Subject: Re: Other CPUs
To: None <port-vax@NetBSD.ORG>
From: Paul A Vixie <paul@vix.com>
List: port-vax
Date: 10/05/1995 23:04:02
sometimes i scare myself by knowing the answer to things like this,
since the medical research folks assure me that you only have some
fixed number of brain cells and that means i WILL NOT GET THESE BACK
for useful content.  anyway:

> > Isn't that CPU in VS3100? Does that mean it'll work on VS3100 soon?
> 
>   The names KA650 and KA630 refer to boards, not chipsets.  The KA630
> uses the 78032 processor, and I'm fairly sure that the KA650 uses the
> same chipset (called CVAX) that the vs3100 uses.

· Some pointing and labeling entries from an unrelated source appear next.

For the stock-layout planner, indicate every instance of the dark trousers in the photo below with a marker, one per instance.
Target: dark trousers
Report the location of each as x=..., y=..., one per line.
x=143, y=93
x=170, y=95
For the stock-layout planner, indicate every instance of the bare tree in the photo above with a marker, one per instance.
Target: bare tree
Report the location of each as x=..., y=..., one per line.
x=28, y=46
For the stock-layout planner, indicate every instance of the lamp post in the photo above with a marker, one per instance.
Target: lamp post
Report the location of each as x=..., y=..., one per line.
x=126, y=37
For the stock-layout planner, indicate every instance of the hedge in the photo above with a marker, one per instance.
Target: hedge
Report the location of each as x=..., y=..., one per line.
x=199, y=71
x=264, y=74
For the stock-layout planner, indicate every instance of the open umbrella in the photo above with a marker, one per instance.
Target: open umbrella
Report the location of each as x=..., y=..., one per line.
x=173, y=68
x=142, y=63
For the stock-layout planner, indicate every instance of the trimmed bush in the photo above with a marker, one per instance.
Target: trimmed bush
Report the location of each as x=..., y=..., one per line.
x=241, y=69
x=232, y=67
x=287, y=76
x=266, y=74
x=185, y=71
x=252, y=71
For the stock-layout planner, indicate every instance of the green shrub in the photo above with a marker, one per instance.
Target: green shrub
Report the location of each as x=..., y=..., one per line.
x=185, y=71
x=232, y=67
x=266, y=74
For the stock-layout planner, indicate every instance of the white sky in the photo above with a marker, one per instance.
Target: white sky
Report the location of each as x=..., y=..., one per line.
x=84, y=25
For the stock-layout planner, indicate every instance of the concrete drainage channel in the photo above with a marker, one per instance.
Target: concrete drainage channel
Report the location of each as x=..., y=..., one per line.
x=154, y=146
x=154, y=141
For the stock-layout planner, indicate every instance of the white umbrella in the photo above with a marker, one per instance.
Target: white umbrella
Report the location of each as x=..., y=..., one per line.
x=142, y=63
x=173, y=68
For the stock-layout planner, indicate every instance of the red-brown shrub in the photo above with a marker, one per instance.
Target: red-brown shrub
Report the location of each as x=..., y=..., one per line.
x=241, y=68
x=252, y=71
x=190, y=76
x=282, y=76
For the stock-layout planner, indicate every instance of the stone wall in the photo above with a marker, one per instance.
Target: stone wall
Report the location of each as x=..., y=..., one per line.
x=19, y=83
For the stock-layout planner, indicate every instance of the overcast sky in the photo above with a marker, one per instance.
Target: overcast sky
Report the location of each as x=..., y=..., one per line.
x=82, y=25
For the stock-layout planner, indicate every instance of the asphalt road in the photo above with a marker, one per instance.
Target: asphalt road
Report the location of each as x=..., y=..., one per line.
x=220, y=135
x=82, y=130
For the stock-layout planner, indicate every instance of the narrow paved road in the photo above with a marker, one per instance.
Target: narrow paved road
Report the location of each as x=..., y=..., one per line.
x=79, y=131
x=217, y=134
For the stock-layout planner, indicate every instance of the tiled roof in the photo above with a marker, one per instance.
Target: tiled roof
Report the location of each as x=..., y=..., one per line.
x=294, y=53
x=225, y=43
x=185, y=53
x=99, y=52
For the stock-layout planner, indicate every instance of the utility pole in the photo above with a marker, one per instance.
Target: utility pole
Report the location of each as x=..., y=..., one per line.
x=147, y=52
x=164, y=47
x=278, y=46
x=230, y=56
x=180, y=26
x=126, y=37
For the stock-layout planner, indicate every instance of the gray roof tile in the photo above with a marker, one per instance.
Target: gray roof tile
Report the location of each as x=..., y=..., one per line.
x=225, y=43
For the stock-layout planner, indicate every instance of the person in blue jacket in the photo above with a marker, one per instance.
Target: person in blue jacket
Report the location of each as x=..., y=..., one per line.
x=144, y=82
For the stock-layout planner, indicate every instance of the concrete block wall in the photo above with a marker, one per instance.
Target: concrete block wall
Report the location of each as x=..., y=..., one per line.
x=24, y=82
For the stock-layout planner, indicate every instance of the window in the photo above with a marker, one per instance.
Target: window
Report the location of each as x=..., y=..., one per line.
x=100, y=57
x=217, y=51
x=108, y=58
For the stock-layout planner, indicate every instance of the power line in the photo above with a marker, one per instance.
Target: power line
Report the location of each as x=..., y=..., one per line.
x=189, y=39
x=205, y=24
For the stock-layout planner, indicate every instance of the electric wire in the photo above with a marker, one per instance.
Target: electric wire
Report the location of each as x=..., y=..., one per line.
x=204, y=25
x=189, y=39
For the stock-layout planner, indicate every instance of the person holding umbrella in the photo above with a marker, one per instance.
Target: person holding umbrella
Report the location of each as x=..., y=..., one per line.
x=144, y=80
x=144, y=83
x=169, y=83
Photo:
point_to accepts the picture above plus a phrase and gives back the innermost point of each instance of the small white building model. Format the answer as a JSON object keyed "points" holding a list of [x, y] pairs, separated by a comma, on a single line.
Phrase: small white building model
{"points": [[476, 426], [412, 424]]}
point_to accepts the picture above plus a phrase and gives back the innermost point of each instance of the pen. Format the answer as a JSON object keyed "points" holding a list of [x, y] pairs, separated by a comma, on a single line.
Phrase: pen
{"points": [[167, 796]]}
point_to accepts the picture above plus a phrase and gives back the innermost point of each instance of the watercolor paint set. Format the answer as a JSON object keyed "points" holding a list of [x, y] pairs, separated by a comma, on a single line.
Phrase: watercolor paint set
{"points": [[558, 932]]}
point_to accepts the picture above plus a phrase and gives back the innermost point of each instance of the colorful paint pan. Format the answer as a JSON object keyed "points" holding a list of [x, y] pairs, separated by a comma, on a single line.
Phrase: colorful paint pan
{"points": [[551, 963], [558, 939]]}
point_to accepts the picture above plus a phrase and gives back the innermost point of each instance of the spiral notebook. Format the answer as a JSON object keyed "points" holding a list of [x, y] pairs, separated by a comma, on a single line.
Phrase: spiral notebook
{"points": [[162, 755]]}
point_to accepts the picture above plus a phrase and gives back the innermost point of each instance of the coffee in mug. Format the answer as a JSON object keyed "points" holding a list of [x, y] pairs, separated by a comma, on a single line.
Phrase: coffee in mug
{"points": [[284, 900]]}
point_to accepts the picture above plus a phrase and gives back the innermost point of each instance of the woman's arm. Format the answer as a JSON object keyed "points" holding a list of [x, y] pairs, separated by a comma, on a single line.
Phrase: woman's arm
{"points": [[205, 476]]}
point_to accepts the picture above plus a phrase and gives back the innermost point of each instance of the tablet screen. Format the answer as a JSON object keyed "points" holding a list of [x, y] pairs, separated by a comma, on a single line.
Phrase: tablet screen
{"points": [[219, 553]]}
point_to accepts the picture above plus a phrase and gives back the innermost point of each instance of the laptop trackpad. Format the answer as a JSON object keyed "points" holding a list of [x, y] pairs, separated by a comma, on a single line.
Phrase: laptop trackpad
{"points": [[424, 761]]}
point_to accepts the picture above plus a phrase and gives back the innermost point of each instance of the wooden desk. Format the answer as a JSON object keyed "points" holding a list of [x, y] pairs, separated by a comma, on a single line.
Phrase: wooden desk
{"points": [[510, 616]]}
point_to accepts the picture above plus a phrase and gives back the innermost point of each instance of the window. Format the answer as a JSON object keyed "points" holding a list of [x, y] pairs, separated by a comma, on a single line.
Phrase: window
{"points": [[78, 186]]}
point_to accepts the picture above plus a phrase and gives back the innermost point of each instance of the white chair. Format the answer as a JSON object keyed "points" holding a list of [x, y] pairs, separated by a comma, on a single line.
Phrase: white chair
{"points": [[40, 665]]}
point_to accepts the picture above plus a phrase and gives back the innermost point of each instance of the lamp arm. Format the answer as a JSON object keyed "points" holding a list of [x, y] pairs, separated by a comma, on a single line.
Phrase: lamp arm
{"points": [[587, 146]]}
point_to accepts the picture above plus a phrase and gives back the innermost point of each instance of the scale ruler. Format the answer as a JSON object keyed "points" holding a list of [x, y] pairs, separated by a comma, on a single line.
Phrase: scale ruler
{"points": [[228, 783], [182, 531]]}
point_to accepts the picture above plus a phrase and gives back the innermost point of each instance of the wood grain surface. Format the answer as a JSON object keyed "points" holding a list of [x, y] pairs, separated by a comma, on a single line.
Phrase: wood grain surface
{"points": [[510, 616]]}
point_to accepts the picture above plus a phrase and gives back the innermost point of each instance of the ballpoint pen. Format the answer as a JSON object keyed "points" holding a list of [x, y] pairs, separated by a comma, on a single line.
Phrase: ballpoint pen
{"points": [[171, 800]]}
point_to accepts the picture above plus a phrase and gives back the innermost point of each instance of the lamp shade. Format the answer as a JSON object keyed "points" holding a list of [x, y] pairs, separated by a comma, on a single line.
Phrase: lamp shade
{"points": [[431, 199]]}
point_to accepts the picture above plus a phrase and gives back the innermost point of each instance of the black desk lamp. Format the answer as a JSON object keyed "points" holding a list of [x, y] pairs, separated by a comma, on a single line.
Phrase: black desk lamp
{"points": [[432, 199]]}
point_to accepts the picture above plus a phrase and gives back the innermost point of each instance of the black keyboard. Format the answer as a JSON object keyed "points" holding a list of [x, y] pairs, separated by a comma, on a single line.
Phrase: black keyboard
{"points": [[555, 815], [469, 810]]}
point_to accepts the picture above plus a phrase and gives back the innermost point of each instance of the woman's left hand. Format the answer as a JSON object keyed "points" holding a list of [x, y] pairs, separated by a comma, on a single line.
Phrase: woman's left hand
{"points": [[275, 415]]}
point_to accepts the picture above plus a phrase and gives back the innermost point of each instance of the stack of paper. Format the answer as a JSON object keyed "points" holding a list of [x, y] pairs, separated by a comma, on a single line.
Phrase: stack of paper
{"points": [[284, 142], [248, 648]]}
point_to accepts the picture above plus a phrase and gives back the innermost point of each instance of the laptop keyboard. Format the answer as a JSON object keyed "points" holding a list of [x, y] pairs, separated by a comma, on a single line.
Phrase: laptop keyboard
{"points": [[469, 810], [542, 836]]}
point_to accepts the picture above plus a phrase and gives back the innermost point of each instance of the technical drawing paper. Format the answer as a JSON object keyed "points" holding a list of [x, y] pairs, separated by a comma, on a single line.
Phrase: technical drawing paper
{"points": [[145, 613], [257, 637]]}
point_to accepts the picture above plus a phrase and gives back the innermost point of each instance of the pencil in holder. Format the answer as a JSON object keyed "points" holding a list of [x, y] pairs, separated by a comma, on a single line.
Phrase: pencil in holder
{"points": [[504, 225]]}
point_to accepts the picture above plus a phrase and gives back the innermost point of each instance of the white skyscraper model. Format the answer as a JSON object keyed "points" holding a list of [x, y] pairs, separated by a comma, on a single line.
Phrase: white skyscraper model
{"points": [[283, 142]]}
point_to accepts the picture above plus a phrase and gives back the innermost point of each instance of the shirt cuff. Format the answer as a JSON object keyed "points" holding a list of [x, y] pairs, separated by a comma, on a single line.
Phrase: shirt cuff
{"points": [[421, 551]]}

all true.  and the problem with VS3100 support isn't at the CPU chip level;
supporting the slight differences in page table format or cache invalidation
are easy.  all the supporting logic in a VS3100 is different -- counters,
timers, memory mapping, and so on.  all the device drivers are different --
"small disk" isn't RQDX3 or even close; "small tape" isn't TZQ50 or SCSI
but it's sort of close to both of them(!!); the list goes on.  the things
that make NetBSD hard to get working on a VS3100 are similar to the things
that keep it from running on a VAXstar ("microvax 2000" or "vaxstation 2000"):
same CPU, different surrounding electronics.

there is cause for hope in the case of the VS3100, since its disk controller
and ethernet and serial are the same chips used by the decstation 3100.  (they
were done at the same time and were forced by idiots in management to use the
same enclosure and many of the same substandard I/O devices.)  the counters
and timers and interrupts and memory mapping will be all cattywumpus, though,
and i think that's going to pretty much kill BSD on the VS3100 unless someone
with Ultrix internals know-how decides to pitch in.

>   Can anyone comment on the possibility of VAXBI support?  I know it's
> a complicated bus and I think it's not too well documented.  However,
> BI machines are becoming *very* cheap on the used market, and some of
> them are really sweet machines, IMHO.

chris torek did VAXBI support for BSD4.3 back when he was in maryland.  as
far as i know the support got back to berkeley and appeared in 4.3-reno.
just getting the VAXBI and DEBNT and KDB50 drivers out of 4.3-reno would
not torque any code lawyers since it was all original work.  the upper layer
interfaces are all different, of course, but these drivers would give you
a good starting point (better than the one chris had.)

note that not all BI machines are equal.  just as the UBA mapping registers
were different among the 730/750/78x/86x0, so are the BI mapping registers
among the various 8xxx machines.  you will find that the 85xx/87xx/88xx are
very similar to each other but very different from the 82xx/83xx (which used
the BI as a system bus with the usual PMI between CPU and memory.)